Cuento dedicado a la princesa de Asturias.
Se lo
hice llegar, pero ignoro si lo leyó.
En la revista Integral , una mujer solicitaba
"un ayudante para ciertas tareas campesinas, que no fume, que tenga coche
o furgoneta y esté dispuesto a acompañarme a vender productos naturales en
mercadillos. A cambio, ofrezco vivienda, comida y pequeña ayuda económica".
Incluía un número de teléfono con el prefijo 985, pero no indicaba más señas.
Había otros reclamos interesantes, pero ése atrajo su mirada de manera casi
subyugante, haciendo que los demás parecieran borrosos.

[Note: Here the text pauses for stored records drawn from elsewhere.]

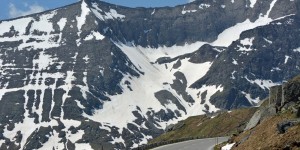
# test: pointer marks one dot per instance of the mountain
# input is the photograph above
(96, 75)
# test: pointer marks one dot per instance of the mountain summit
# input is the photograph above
(94, 75)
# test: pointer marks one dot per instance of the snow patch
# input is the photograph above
(232, 34)
(252, 3)
(264, 84)
(235, 62)
(187, 11)
(81, 19)
(286, 59)
(250, 99)
(94, 34)
(297, 50)
(203, 6)
(62, 23)
(112, 14)
(18, 25)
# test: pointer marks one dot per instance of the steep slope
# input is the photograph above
(95, 75)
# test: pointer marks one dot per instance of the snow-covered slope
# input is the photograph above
(93, 75)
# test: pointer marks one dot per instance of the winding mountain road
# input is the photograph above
(201, 144)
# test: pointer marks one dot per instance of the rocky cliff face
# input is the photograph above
(95, 75)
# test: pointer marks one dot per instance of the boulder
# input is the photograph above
(285, 125)
(260, 115)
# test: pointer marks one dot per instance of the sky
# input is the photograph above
(16, 8)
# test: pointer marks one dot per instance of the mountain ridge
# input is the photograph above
(113, 77)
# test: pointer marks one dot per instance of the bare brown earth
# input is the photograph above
(266, 137)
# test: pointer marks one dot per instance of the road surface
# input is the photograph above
(201, 144)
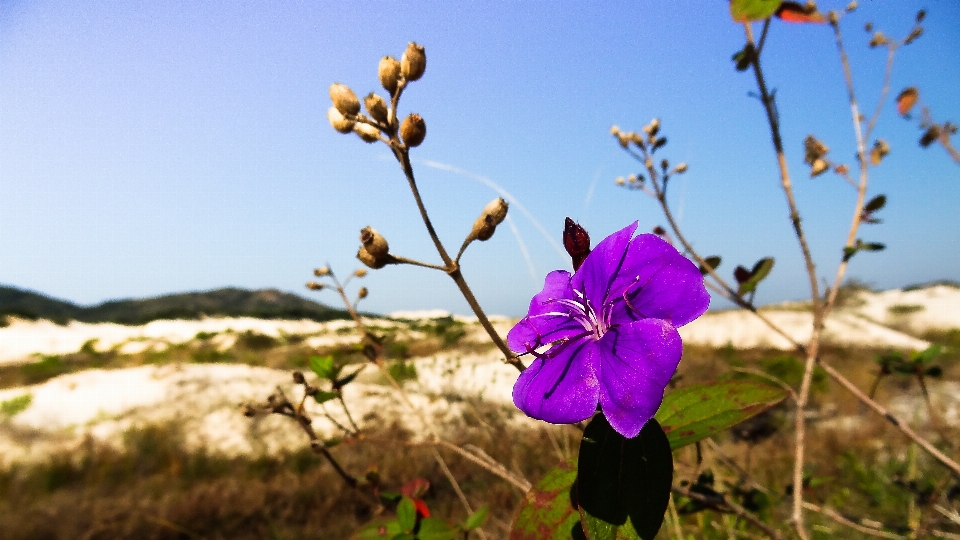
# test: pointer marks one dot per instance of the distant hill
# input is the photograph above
(227, 302)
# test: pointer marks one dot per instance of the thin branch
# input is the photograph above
(729, 506)
(800, 421)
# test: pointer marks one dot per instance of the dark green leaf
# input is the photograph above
(624, 484)
(713, 262)
(323, 396)
(760, 271)
(743, 57)
(477, 519)
(546, 512)
(323, 366)
(876, 203)
(752, 10)
(377, 530)
(695, 412)
(436, 529)
(407, 514)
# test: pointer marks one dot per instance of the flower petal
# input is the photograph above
(665, 284)
(637, 361)
(563, 389)
(546, 321)
(599, 272)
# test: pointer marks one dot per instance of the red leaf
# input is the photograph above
(797, 13)
(421, 507)
(906, 100)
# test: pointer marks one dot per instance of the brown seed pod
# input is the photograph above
(374, 242)
(492, 215)
(413, 62)
(413, 130)
(338, 121)
(367, 132)
(344, 99)
(376, 106)
(389, 73)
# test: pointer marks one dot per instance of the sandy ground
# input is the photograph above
(206, 398)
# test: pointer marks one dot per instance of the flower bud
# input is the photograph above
(413, 130)
(338, 121)
(413, 62)
(374, 242)
(576, 241)
(492, 215)
(376, 106)
(367, 132)
(652, 128)
(389, 72)
(344, 99)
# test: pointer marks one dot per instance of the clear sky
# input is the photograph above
(158, 147)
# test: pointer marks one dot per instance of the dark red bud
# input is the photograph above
(576, 241)
(741, 274)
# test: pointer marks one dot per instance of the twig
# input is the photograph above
(800, 422)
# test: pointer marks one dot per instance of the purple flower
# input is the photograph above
(612, 333)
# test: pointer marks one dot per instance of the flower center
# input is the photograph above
(583, 311)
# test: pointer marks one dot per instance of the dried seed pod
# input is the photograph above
(374, 242)
(367, 132)
(376, 106)
(389, 73)
(818, 167)
(413, 62)
(344, 99)
(492, 215)
(413, 130)
(339, 122)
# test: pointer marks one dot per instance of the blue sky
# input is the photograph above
(157, 147)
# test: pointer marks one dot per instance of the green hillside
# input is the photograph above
(226, 302)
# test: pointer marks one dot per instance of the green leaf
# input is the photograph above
(375, 530)
(624, 484)
(546, 512)
(876, 203)
(695, 412)
(752, 10)
(323, 366)
(407, 514)
(323, 396)
(436, 529)
(713, 262)
(340, 383)
(477, 518)
(760, 271)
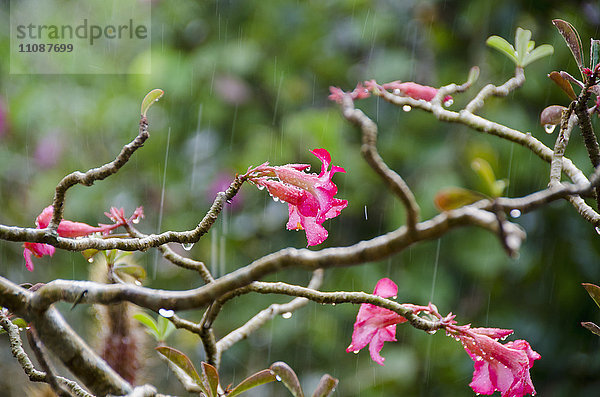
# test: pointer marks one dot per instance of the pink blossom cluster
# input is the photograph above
(407, 89)
(72, 229)
(497, 366)
(310, 197)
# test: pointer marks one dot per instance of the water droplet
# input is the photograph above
(549, 128)
(166, 313)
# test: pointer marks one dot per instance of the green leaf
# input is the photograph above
(288, 377)
(542, 51)
(455, 197)
(212, 378)
(150, 324)
(503, 46)
(135, 271)
(594, 53)
(564, 84)
(150, 98)
(183, 362)
(473, 75)
(165, 328)
(326, 386)
(594, 292)
(259, 378)
(486, 174)
(572, 39)
(591, 327)
(522, 37)
(89, 254)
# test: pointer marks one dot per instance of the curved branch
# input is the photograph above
(95, 174)
(492, 90)
(371, 155)
(20, 234)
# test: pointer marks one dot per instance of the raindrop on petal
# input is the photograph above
(166, 313)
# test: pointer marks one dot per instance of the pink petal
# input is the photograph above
(386, 288)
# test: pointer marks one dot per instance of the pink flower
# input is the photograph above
(375, 325)
(73, 229)
(414, 90)
(497, 367)
(310, 197)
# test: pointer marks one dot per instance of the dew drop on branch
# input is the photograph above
(166, 313)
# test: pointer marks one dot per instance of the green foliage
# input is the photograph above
(525, 52)
(160, 329)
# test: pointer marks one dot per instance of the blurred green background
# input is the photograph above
(247, 82)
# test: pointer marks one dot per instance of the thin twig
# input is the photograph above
(12, 233)
(371, 155)
(16, 348)
(95, 174)
(567, 123)
(492, 90)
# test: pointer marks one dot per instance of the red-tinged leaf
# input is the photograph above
(212, 378)
(552, 115)
(564, 84)
(594, 53)
(572, 39)
(591, 327)
(259, 378)
(594, 292)
(326, 386)
(455, 197)
(288, 377)
(181, 361)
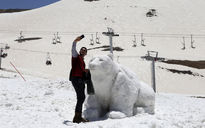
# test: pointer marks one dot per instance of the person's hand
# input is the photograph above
(77, 39)
(86, 70)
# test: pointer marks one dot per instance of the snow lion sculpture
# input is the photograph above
(118, 92)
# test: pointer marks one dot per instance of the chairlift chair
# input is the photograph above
(4, 55)
(48, 60)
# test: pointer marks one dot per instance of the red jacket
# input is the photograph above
(78, 66)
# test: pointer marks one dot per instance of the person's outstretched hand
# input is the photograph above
(77, 39)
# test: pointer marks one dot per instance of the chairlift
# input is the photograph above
(134, 42)
(7, 47)
(97, 40)
(4, 55)
(48, 59)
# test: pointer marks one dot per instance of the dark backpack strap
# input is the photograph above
(70, 76)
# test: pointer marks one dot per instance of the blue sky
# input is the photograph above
(24, 4)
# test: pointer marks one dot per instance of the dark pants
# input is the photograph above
(79, 87)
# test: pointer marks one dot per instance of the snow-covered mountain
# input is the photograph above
(47, 99)
(164, 33)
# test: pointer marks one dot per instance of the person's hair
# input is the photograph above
(84, 48)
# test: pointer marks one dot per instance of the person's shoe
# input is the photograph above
(78, 118)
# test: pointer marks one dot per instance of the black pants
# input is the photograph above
(79, 87)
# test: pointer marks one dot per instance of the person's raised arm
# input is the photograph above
(74, 51)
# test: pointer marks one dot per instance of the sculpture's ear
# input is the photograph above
(110, 55)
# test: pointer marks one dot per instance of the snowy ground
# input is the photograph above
(46, 103)
(47, 98)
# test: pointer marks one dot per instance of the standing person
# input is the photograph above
(76, 77)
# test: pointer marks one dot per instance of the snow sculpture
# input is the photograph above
(118, 92)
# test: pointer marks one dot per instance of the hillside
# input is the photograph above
(177, 24)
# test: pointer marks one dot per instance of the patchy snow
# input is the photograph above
(47, 98)
(46, 103)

Damián dejó abierta la revista por la página de
anuncios, sujeta con el cenicero, en medio del desorden monumental de la
habitación donde vivía de prestado. ¿A qué zona correspondería el 985? No
disponía de mapas ni de una agenda donde figurasen los prefijos. Más tarde, se
acercaría al locutorio de Telefónica para averiguarlo; antes, trataría de
imaginar cómo podía ser la mujer que buscaba un ayudante, a quien ofrecía
"vivienda, comida y pequeña ayuda económica". ¿Joven?; no demasiado,
de otro modo no necesitaría esa clase de anuncio. ¿Vieja?; tampoco, temería a
los desconocidos. Debía de tener sobre cuarenta, probablemente una viuda cuyos
hijos habían emigrado del campo a la ciudad, en busca de nuevos horizontes.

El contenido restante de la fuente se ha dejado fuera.